Lookalike model completed. Results saved to 'Lookalike.csv'.


In [2]:
# Feature engineering: Enhanced aggregation with product preferences
product_preference = transactions.groupby(['CustomerID', 'Category']).size().unstack(fill_value=0)
customer_features = transactions.groupby('CustomerID').agg(
    TotalSpending=('TotalValue', 'sum'),
    AvgTransactionValue=('TotalValue', 'mean'),
    TotalTransactions=('TransactionID', 'count'),
    AvgQuantity=('Quantity', 'mean'),
    Region=('Region', 'first')  # Keep region for encoding
).reset_index()

# Merge product preferences with customer features
customer_features = customer_features.merge(product_preference, on='CustomerID', how='left')
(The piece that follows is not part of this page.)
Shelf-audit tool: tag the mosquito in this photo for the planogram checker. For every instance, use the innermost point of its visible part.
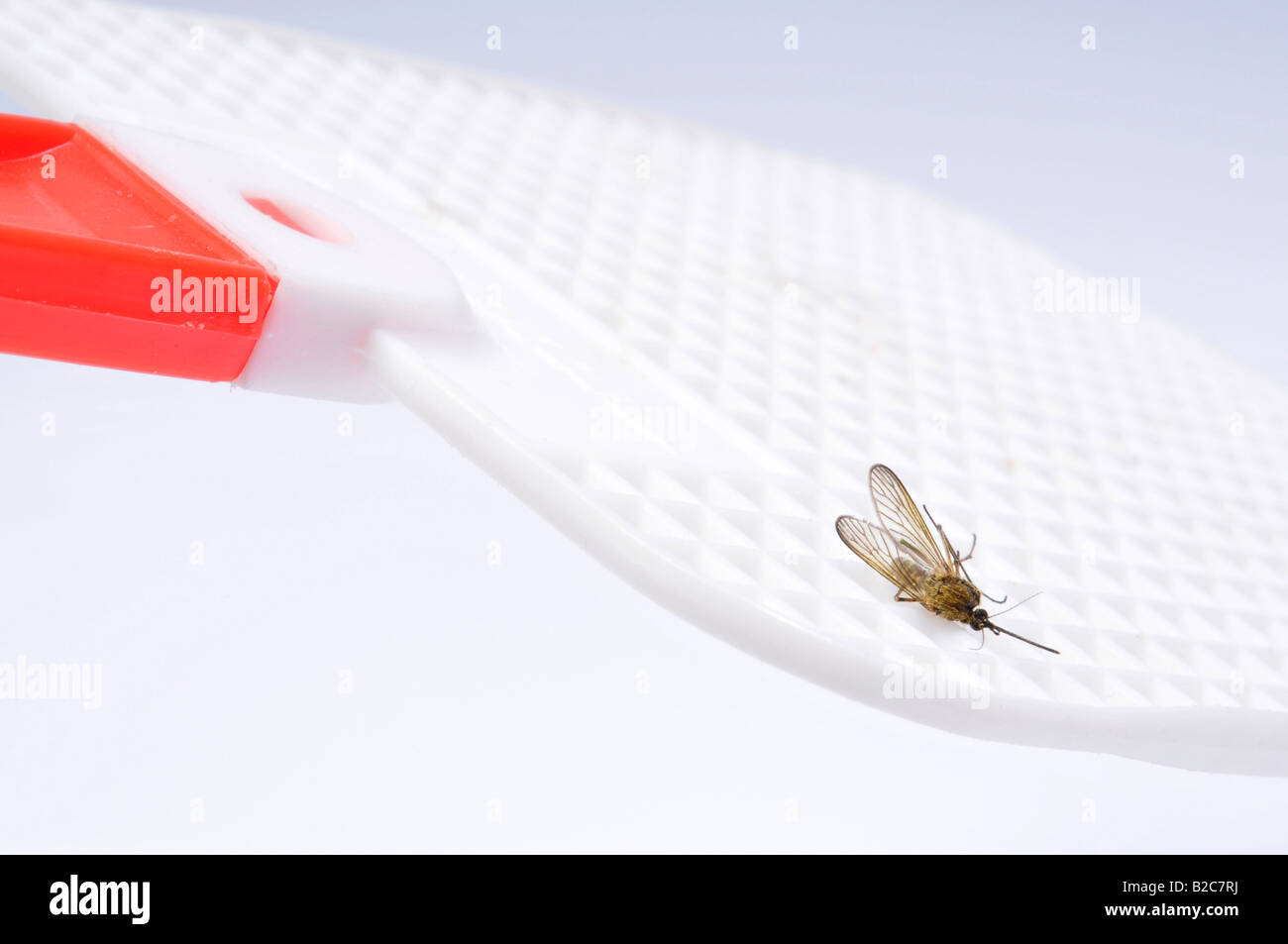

# Encode Region using one-hot encoding
region_encoded = pd.get_dummies(customer_features['Region'], prefix='Region')
customer_features = pd.concat([customer_features, region_encoded], axis=1)
customer_features.drop('Region', axis=1, inplace=True)

# Apply weights to numerical features
weights = {
    'TotalSpending': 0.4,
    'AvgTransactionValue': 0.3,
    'TotalTransactions': 0.2,
    'AvgQuantity': 0.1
}
for feature, weight in weights.items():
    customer_features[feature] *= weight

# Normalize all features
numerical_features = customer_features.select_dtypes(include=['float64', 'int64']).columns
scaler = MinMaxScaler()
customer_features[numerical_features] = scaler.fit_transform(customer_features[numerical_features])
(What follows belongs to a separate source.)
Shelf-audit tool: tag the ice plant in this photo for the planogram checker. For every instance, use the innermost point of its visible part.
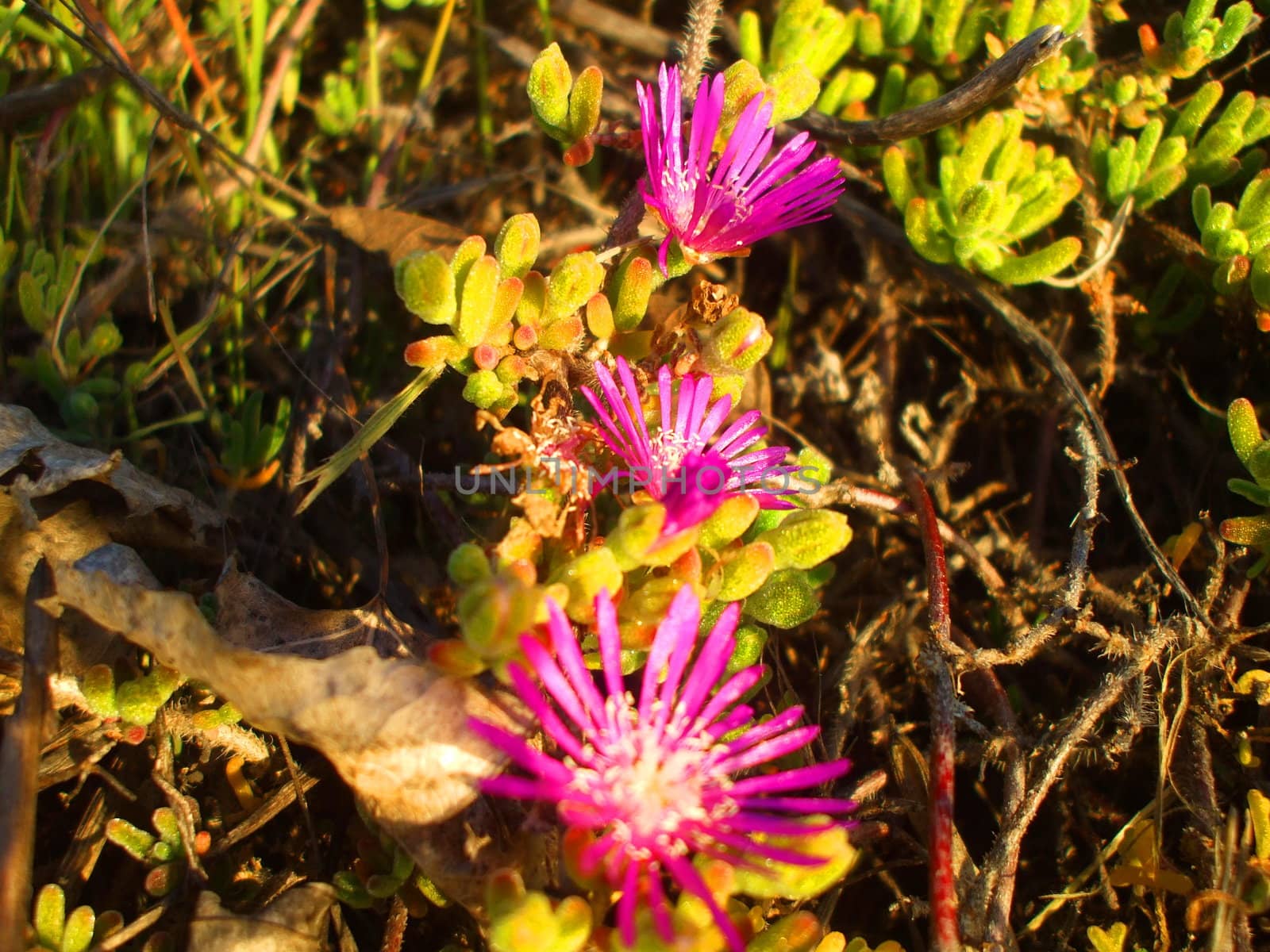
(664, 777)
(679, 465)
(721, 213)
# Compute cosine similarity
similarity_matrix = cosine_similarity(customer_features.drop(columns=['CustomerID']))

# Enhanced recommendation logic
lookalikes = []
for i, customer_id in enumerate(customer_features['CustomerID']):
    # Get similarity scores for the current customer
    sim_scores = similarity_matrix[i]
    # Find top 3 most similar customers, excluding the customer itself
    top_indices = sim_scores.argsort()[-4:-1][::-1]
    for idx in top_indices:
        lookalikes.append({
            'CustomerID': customer_id,
            'LookalikeID': customer_features.iloc[idx]['CustomerID'],
            'SimilarityScore': sim_scores[idx]
        })

# Save the enhanced lookalike results
lookalike_df = pd.DataFrame(lookalikes)
lookalike_df.to_csv('Enhanced_Lookalike.csv', index=False)

print("Enhanced Lookalike model completed. Results saved to 'Enhanced_Lookalike.csv'.")


Enhanced Lookalike model completed. Results saved to 'Enhanced_Lookalike.csv'.